又如寻常疟疾,寒热来往,作止有时,一证既有,来往之名必有来往之处,来从何作?往从何止?医者昧昧,漫不加察,虽中古以后之名大家亦皆不知其病之所在,稍贤明者,不过能分十二经络,或阴或阳,于邪来时,所注重之经界,经界既正,则药力专到,不致累及无辜。然必既专且久,邪始渐衰而退,非能直指病之来源也。下此则皆囫囵乱治,抄撮本证数方投之,或以止截为功,或当邪衰自愈,以故病疟者无不经年累月受害。西医亦只知以金鸡纳霜截之,然亦有效有不效(阴虚者,则多不效,且不宜服)。即使收效一时,后必再发,更或变生他证而不可救,吾见不可殚述。岂知凡病皆不离经络、脏腑,唯此病若不在经络、脏腑而别有所寄发作时,始由经络而脏腑,退止时又由脏腑而经络而止其所休焉。以时来往者,则又胃气为之也。胃于五行属土,于五德属信,故有信若潮,如人饥则思食,皆胃之日信,与妇女之月信同。然此虽予一人之私言,然物理验有得,圣人复起不易吾言矣。《内经》阴阳疟论,歧伯曰:疟之将来也,阴阳之且移也,必从四末始也,坚束其处而决去之。只此四语,贼情,贼踪,贼窟,治法无不毕具。如法为之,无论何疟,莫不霍然,所谓捣其老巢,老贼净尽,非圣人而能若是乎?非真洞见脏腑经络而能若是乎?又何须效西医之剖解而始为实验耶!恐虽剖解,亦莫名其妙也。

今特为医者揭之,以为自医医人最便宜方,更以开通西医,使知吾国古圣人之法,不事剖解,向能洞见经络脏腑之神(此证唯张子和、喻嘉言见及经旨,惜皆不能笃守圣法而杂出多方)。

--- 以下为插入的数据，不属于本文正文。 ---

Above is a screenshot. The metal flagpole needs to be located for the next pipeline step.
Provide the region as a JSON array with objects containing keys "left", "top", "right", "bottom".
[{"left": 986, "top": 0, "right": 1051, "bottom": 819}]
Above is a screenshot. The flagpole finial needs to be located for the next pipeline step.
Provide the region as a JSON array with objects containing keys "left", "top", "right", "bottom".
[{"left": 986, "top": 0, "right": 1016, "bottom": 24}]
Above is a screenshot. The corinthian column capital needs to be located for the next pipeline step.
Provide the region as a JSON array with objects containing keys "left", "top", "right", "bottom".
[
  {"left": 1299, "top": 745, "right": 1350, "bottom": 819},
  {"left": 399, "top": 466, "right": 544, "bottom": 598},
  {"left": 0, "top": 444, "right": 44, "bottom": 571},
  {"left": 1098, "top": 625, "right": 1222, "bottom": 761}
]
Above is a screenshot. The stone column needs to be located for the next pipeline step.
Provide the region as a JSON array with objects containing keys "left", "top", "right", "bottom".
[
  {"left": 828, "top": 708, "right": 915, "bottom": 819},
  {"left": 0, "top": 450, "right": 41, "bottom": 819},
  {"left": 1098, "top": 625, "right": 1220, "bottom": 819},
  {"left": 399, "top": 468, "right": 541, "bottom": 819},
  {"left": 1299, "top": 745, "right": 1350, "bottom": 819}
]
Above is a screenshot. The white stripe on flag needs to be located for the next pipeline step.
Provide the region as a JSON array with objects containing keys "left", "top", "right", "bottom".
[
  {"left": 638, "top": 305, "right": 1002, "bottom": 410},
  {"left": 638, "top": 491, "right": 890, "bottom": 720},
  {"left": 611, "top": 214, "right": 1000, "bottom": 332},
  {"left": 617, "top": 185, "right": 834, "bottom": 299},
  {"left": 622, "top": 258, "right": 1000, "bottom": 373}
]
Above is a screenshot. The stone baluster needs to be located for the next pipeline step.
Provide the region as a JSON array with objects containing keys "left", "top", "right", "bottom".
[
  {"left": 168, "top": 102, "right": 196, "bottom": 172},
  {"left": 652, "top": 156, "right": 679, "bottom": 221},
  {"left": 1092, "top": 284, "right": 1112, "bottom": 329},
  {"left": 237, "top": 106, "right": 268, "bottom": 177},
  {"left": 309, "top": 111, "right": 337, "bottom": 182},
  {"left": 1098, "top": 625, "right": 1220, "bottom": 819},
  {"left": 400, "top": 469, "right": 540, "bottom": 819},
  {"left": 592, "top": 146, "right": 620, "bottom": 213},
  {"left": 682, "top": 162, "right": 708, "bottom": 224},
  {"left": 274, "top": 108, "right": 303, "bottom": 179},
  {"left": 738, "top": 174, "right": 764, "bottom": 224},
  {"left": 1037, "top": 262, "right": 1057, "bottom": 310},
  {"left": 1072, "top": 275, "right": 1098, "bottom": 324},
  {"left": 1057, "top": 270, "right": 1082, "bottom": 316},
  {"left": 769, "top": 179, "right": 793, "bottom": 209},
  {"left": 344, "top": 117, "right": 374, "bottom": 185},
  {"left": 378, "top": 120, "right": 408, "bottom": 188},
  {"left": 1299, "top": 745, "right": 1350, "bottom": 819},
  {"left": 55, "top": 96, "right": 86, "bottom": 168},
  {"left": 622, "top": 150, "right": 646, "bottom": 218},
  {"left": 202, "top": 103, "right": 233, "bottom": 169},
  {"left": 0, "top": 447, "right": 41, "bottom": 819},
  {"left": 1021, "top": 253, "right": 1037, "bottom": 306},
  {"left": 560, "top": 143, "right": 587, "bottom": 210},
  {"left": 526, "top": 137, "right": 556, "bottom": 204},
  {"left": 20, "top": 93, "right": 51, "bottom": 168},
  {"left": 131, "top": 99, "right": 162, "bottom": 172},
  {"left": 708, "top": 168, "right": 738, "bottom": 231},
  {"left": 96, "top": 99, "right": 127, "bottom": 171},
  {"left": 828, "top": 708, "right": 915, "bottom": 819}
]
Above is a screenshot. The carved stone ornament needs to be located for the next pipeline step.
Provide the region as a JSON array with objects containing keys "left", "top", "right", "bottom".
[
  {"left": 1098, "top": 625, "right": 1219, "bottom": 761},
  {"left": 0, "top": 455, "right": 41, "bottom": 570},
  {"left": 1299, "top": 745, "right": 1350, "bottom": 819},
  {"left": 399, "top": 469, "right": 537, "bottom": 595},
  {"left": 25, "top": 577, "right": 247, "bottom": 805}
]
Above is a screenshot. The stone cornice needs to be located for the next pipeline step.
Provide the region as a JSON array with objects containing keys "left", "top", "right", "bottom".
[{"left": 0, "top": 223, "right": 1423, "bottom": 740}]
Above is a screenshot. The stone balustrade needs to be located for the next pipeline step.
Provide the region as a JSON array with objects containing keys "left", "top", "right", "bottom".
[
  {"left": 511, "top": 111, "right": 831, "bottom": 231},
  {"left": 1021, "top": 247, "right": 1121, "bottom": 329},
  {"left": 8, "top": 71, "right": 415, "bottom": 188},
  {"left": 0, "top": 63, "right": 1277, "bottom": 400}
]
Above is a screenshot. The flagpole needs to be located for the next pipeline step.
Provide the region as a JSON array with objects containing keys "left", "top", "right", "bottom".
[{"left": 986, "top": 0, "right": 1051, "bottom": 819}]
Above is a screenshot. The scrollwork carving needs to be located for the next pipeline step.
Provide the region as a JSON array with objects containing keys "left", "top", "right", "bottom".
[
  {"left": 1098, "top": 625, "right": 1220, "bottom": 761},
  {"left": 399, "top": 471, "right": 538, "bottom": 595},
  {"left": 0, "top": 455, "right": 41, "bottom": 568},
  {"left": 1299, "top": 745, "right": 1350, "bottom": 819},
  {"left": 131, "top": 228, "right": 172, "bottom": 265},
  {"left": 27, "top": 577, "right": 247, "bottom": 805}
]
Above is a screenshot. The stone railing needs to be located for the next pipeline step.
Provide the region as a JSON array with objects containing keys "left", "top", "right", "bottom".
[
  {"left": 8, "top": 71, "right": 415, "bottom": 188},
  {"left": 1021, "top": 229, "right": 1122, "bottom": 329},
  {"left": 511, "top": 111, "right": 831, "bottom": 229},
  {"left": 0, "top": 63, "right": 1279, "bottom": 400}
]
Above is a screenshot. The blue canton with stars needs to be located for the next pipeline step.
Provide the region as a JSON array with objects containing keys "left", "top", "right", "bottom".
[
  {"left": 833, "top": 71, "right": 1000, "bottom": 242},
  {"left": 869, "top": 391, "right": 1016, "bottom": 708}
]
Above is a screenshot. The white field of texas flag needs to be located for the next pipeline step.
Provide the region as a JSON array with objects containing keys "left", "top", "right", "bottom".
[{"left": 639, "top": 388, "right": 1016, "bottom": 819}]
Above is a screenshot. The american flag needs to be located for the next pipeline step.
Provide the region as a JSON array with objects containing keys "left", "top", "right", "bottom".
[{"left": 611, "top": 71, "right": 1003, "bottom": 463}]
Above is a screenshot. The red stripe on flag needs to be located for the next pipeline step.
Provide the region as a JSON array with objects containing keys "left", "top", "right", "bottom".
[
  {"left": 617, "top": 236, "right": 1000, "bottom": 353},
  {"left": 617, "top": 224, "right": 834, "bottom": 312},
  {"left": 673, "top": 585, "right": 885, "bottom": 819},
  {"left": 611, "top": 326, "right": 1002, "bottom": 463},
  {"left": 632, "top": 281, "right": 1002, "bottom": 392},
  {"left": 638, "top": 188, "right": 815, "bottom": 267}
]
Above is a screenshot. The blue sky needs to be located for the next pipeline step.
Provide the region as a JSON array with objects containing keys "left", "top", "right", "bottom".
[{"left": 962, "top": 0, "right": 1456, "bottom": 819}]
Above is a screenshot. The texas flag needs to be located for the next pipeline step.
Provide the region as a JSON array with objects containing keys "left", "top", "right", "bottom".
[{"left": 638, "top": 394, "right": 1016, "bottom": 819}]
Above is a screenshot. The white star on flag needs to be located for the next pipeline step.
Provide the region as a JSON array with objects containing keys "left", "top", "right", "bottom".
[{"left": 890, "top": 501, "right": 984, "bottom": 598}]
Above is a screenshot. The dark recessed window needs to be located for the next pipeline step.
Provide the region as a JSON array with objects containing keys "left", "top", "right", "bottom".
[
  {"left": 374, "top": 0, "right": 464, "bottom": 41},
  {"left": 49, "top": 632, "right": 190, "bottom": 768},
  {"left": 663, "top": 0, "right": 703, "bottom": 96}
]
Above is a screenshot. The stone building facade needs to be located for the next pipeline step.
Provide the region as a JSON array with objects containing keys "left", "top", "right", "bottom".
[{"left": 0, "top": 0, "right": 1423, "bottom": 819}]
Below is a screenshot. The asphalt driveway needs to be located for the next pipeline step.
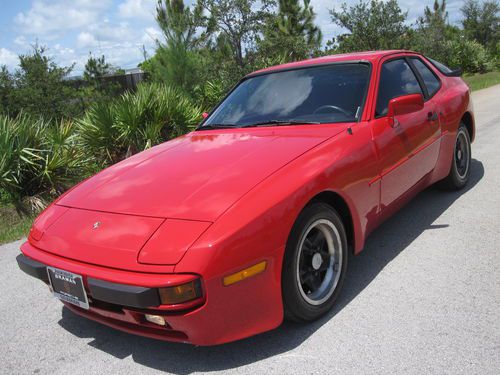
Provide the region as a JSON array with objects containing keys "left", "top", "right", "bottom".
[{"left": 0, "top": 85, "right": 500, "bottom": 375}]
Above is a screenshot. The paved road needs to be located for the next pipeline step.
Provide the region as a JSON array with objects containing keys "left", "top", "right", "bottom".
[{"left": 0, "top": 85, "right": 500, "bottom": 375}]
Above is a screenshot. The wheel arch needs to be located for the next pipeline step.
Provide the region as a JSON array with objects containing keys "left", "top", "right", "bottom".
[
  {"left": 306, "top": 190, "right": 356, "bottom": 253},
  {"left": 460, "top": 111, "right": 476, "bottom": 143}
]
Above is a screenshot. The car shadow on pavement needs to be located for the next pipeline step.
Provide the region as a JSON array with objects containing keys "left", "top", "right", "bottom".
[{"left": 59, "top": 159, "right": 484, "bottom": 374}]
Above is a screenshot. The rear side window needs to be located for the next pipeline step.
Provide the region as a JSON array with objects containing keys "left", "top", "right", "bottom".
[
  {"left": 375, "top": 59, "right": 423, "bottom": 117},
  {"left": 411, "top": 57, "right": 441, "bottom": 96},
  {"left": 426, "top": 56, "right": 453, "bottom": 74}
]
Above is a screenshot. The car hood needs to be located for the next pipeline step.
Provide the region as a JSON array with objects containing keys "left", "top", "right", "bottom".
[{"left": 56, "top": 125, "right": 345, "bottom": 222}]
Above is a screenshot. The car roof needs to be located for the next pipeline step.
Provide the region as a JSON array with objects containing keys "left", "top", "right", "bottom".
[{"left": 247, "top": 50, "right": 415, "bottom": 77}]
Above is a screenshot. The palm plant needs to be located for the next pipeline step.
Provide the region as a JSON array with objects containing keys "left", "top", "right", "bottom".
[
  {"left": 0, "top": 113, "right": 88, "bottom": 214},
  {"left": 79, "top": 83, "right": 201, "bottom": 165}
]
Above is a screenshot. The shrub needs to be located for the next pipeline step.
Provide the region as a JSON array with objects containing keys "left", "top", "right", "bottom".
[
  {"left": 0, "top": 113, "right": 89, "bottom": 214},
  {"left": 446, "top": 37, "right": 494, "bottom": 73},
  {"left": 79, "top": 83, "right": 201, "bottom": 165}
]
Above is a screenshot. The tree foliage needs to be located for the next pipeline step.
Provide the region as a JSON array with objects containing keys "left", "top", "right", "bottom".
[
  {"left": 461, "top": 0, "right": 500, "bottom": 58},
  {"left": 259, "top": 0, "right": 322, "bottom": 61},
  {"left": 4, "top": 45, "right": 82, "bottom": 119},
  {"left": 330, "top": 0, "right": 409, "bottom": 52}
]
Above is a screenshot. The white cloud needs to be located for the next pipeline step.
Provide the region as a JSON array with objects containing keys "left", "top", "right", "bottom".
[
  {"left": 14, "top": 0, "right": 111, "bottom": 37},
  {"left": 0, "top": 48, "right": 19, "bottom": 69},
  {"left": 118, "top": 0, "right": 155, "bottom": 20},
  {"left": 76, "top": 31, "right": 97, "bottom": 48}
]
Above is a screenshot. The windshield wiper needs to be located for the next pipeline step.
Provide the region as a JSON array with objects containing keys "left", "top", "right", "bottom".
[
  {"left": 240, "top": 120, "right": 320, "bottom": 128},
  {"left": 196, "top": 124, "right": 236, "bottom": 130}
]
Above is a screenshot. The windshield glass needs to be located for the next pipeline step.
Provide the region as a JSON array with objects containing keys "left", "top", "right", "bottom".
[{"left": 203, "top": 63, "right": 370, "bottom": 126}]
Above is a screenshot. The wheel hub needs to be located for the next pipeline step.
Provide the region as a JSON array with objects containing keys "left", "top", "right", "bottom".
[{"left": 312, "top": 253, "right": 323, "bottom": 270}]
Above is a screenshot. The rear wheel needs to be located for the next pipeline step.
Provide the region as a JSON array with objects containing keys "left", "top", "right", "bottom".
[
  {"left": 282, "top": 203, "right": 348, "bottom": 321},
  {"left": 442, "top": 123, "right": 471, "bottom": 190}
]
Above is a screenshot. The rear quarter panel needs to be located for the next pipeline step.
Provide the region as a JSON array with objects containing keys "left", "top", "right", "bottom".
[{"left": 428, "top": 63, "right": 475, "bottom": 183}]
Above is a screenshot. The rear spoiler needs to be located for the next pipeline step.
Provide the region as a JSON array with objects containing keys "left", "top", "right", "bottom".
[{"left": 443, "top": 68, "right": 462, "bottom": 77}]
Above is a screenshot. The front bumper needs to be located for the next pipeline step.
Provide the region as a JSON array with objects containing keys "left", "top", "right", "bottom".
[{"left": 18, "top": 242, "right": 283, "bottom": 345}]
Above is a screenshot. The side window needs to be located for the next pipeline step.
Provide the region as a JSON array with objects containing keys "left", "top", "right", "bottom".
[
  {"left": 411, "top": 57, "right": 441, "bottom": 96},
  {"left": 375, "top": 59, "right": 423, "bottom": 117}
]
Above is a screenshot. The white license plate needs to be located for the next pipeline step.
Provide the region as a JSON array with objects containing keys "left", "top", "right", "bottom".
[{"left": 47, "top": 267, "right": 89, "bottom": 310}]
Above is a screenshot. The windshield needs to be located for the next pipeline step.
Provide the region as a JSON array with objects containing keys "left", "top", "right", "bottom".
[{"left": 202, "top": 63, "right": 370, "bottom": 128}]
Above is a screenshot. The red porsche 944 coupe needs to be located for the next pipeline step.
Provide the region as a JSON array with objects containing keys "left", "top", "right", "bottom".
[{"left": 17, "top": 51, "right": 475, "bottom": 345}]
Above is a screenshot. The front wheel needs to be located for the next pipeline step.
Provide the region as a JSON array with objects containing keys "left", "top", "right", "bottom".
[
  {"left": 282, "top": 203, "right": 348, "bottom": 321},
  {"left": 441, "top": 123, "right": 471, "bottom": 190}
]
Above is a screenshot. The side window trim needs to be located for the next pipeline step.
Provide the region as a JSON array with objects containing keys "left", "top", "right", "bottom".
[
  {"left": 373, "top": 55, "right": 424, "bottom": 119},
  {"left": 405, "top": 56, "right": 429, "bottom": 101},
  {"left": 405, "top": 56, "right": 443, "bottom": 102}
]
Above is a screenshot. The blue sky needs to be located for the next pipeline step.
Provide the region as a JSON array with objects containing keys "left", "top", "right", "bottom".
[{"left": 0, "top": 0, "right": 462, "bottom": 74}]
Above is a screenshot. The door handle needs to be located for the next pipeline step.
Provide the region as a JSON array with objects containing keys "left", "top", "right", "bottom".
[{"left": 427, "top": 112, "right": 438, "bottom": 121}]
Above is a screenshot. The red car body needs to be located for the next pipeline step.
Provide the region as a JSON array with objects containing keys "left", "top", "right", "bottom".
[{"left": 17, "top": 51, "right": 474, "bottom": 345}]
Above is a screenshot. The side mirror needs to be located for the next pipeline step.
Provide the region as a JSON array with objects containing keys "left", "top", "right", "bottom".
[{"left": 387, "top": 94, "right": 424, "bottom": 128}]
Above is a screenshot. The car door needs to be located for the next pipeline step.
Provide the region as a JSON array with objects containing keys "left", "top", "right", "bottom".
[{"left": 372, "top": 56, "right": 439, "bottom": 209}]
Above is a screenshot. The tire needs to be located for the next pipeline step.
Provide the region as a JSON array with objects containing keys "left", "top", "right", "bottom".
[
  {"left": 441, "top": 123, "right": 471, "bottom": 190},
  {"left": 281, "top": 202, "right": 348, "bottom": 322}
]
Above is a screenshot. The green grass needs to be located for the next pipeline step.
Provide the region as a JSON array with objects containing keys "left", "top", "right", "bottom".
[
  {"left": 0, "top": 206, "right": 33, "bottom": 245},
  {"left": 463, "top": 70, "right": 500, "bottom": 91}
]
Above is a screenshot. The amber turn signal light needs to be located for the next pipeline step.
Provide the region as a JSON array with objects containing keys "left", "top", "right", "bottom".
[
  {"left": 158, "top": 279, "right": 202, "bottom": 305},
  {"left": 223, "top": 261, "right": 266, "bottom": 286}
]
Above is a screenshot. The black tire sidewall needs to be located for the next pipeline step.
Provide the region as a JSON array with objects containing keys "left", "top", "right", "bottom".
[
  {"left": 450, "top": 123, "right": 472, "bottom": 189},
  {"left": 281, "top": 202, "right": 348, "bottom": 321}
]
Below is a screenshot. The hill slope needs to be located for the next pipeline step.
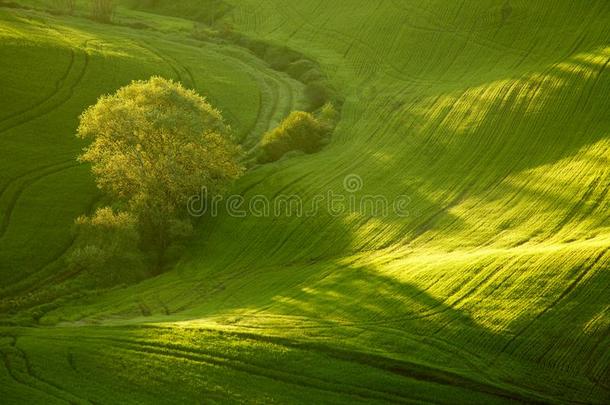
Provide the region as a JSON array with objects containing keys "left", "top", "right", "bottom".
[{"left": 0, "top": 0, "right": 610, "bottom": 403}]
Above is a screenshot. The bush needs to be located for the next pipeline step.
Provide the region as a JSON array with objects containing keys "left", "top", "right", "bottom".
[{"left": 258, "top": 111, "right": 329, "bottom": 163}]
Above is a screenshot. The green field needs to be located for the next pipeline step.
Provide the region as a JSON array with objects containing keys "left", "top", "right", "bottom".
[{"left": 0, "top": 0, "right": 610, "bottom": 404}]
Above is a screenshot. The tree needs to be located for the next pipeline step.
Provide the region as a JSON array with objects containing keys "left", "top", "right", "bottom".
[
  {"left": 91, "top": 0, "right": 114, "bottom": 23},
  {"left": 67, "top": 207, "right": 140, "bottom": 281},
  {"left": 77, "top": 77, "right": 243, "bottom": 267}
]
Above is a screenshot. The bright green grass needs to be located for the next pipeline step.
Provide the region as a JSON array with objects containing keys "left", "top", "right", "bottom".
[{"left": 0, "top": 0, "right": 610, "bottom": 403}]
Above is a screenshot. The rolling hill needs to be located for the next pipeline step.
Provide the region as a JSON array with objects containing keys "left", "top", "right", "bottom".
[{"left": 0, "top": 0, "right": 610, "bottom": 404}]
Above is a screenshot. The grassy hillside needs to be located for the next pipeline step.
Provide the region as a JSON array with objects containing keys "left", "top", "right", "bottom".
[{"left": 0, "top": 0, "right": 610, "bottom": 403}]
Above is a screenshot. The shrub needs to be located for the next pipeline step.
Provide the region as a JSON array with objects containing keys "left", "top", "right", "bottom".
[{"left": 258, "top": 111, "right": 329, "bottom": 163}]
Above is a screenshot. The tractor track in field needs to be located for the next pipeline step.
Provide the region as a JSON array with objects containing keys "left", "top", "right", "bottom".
[
  {"left": 0, "top": 39, "right": 94, "bottom": 134},
  {"left": 496, "top": 248, "right": 608, "bottom": 360},
  {"left": 0, "top": 49, "right": 76, "bottom": 126},
  {"left": 57, "top": 326, "right": 543, "bottom": 403},
  {"left": 113, "top": 339, "right": 411, "bottom": 403},
  {"left": 222, "top": 46, "right": 296, "bottom": 149},
  {"left": 0, "top": 335, "right": 90, "bottom": 404},
  {"left": 133, "top": 41, "right": 197, "bottom": 89},
  {"left": 0, "top": 160, "right": 78, "bottom": 240}
]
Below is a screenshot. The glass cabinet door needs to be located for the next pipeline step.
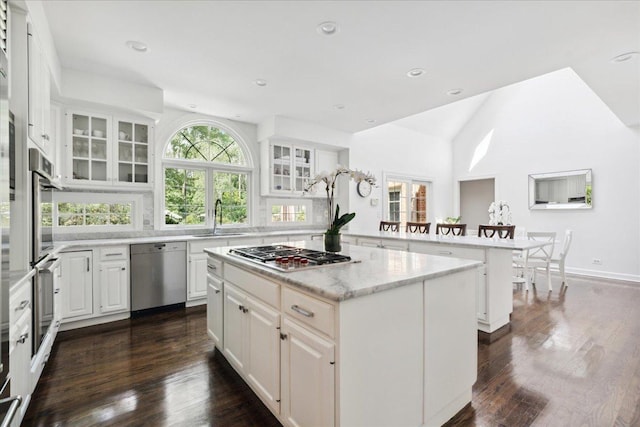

今之医者,大率下愚者多,其较古之圣神不知几千万里。且又皆读书不成,别业不就,无聊之极,思始遁于医之一途。于是圣神与天地参之道,遂变为至愚无聊者之逋逃薮,况当世界,苟且轻贱之积习牢不可破,其欲以为利者亦未矣。或别有会心者藉此以夤缘入官,遇上官病,或其家属病,不俟延请,行同毛遂,时运一至,偶然幸中,美差优缺,纷至踏来,上官亦最乐,此所谓惠而不费也。富贵逼人,亦常有事,是则不必问其道之若何矣。若其不善夤缘,又无真实本领,不过聊为糊口计,且有时并口亦不能糊,徒见轻鄙于世界,且并贻讥于外人,以为吾国医者如是,任意推测古圣之道,亦不过如是言。念及此,吾又不愿人之再业此,如果有发愤而欲为此者,则请相率而进吾之方,毋虑其愚也,以学愈之,毋虑其贫也,以勤俭愈之,毋虑其糊口不能也。以夷齐首阳之日孔子在陈之时较之,虽饿死事小也,能如是天下何事不可为乎?则再请进吾之多方更以自医。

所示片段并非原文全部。